We ordered a hamburger for him and a chicken sandwich for me…and waited, and waited, and waited. The restaurant was virtually empty. The waitress kept running back and forth from the kitchen, apologizing for the delay, but the cook was new. :confused:

45 minutes later, we gave up and tried another all night restaurant that we’d never been to. It was clean, the food was great, and the service prompt and helpful.

I’ll give you one from the other side, when I was a waitress. The management made a huge error and didn’t order enough food…for Mother’s Day. We were swamped, people waiting an hour or more for a table only to be told we were out of everything. And I mean everything.

In the restaurant biz, there’s usually a whiteboard in the kitchen to write up the “86” foods. “86” means you’re out. You glance up there as you run in and out, so you’ll know if your table orders cheesecake you’ll be able to tell them you’re out of the strawberry topping but not the blueberry.
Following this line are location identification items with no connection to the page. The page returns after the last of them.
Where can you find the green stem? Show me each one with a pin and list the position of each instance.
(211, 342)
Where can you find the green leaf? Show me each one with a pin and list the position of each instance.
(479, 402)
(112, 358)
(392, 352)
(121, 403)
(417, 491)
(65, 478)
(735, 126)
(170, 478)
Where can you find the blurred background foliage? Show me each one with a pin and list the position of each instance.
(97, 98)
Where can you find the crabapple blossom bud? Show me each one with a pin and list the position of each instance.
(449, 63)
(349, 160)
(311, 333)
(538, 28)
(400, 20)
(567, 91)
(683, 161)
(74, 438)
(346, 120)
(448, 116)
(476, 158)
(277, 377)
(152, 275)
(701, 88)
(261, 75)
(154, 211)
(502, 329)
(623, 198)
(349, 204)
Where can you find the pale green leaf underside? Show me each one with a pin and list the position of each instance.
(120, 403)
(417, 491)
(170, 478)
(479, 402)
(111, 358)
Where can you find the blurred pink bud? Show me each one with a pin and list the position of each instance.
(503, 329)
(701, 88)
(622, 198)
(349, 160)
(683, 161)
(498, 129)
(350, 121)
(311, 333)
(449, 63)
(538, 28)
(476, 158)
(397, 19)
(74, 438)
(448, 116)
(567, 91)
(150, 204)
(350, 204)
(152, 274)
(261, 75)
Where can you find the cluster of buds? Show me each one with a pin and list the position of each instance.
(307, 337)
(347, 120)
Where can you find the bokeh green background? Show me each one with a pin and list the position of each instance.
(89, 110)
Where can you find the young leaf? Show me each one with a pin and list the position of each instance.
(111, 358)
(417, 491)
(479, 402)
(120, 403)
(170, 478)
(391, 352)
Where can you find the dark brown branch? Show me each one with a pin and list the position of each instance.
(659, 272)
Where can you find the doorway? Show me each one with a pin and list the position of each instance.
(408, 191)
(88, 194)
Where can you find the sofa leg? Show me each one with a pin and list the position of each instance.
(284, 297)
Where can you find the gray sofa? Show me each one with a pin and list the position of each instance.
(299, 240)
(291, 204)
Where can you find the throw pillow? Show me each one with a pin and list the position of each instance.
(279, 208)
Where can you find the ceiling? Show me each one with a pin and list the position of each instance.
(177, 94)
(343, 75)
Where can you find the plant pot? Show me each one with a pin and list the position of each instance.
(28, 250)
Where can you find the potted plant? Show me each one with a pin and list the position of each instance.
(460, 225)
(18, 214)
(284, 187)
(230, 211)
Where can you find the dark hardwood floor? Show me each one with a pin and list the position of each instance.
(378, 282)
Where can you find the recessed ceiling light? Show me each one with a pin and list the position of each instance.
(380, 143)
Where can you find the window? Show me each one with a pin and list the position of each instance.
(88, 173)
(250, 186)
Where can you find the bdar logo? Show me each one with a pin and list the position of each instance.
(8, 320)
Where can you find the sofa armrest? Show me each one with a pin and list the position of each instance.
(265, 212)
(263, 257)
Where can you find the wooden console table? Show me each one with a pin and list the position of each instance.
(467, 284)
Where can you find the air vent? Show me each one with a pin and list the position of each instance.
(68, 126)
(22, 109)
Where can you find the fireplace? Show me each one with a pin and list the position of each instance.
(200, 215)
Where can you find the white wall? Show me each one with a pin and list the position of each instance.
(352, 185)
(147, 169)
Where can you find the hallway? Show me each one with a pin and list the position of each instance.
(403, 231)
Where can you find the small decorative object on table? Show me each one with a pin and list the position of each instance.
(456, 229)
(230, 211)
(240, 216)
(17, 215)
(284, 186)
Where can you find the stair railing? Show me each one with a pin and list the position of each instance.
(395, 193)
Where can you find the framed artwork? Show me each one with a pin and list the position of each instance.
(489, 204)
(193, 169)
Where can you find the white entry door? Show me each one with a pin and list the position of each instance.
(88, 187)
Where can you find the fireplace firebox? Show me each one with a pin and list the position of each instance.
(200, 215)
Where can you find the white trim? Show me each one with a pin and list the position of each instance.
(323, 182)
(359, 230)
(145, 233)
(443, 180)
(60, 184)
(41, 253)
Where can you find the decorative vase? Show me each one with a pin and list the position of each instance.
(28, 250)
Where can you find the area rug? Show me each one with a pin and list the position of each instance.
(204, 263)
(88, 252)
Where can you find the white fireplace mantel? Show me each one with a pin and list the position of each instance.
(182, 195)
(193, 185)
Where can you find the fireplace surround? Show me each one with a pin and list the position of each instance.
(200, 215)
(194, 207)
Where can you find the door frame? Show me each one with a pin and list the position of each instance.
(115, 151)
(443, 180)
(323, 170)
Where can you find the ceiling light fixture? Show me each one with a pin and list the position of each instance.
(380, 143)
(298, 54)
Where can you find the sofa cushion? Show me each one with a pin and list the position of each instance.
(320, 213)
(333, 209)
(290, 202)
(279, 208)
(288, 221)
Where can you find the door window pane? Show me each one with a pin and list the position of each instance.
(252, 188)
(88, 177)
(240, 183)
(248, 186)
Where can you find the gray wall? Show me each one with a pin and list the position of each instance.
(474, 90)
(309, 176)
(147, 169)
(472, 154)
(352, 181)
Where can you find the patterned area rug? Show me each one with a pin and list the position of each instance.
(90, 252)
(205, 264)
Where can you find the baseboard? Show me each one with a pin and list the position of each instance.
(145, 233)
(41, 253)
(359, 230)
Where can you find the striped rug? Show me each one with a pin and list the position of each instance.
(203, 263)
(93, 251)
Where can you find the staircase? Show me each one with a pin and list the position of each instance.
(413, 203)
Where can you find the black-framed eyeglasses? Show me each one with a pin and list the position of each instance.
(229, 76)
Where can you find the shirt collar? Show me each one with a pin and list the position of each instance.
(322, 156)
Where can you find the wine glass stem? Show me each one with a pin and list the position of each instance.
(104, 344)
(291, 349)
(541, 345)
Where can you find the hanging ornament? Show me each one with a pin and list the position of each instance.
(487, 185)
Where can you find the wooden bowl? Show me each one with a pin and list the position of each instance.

The whiteboard on that day was covered in 86’d items. We ran out of steak. We ran out of baked potatoes. We ran out of rolls. We ran out of those tinfoil butter packs. We ran out of shrimp, for God’s sake, and we were a seafood restaurant! I felt so bad for the customers. One table was venting to me about how long they had waited only to be told by me that we were out of virtually every item they wanted. I told them I completely sympathized, I was pretty disgusted too, and if they never came back I wouldn’t blame them.

We had to close an hour early because of that clusterfuck. How the manager didn’t get fired I’ll never know.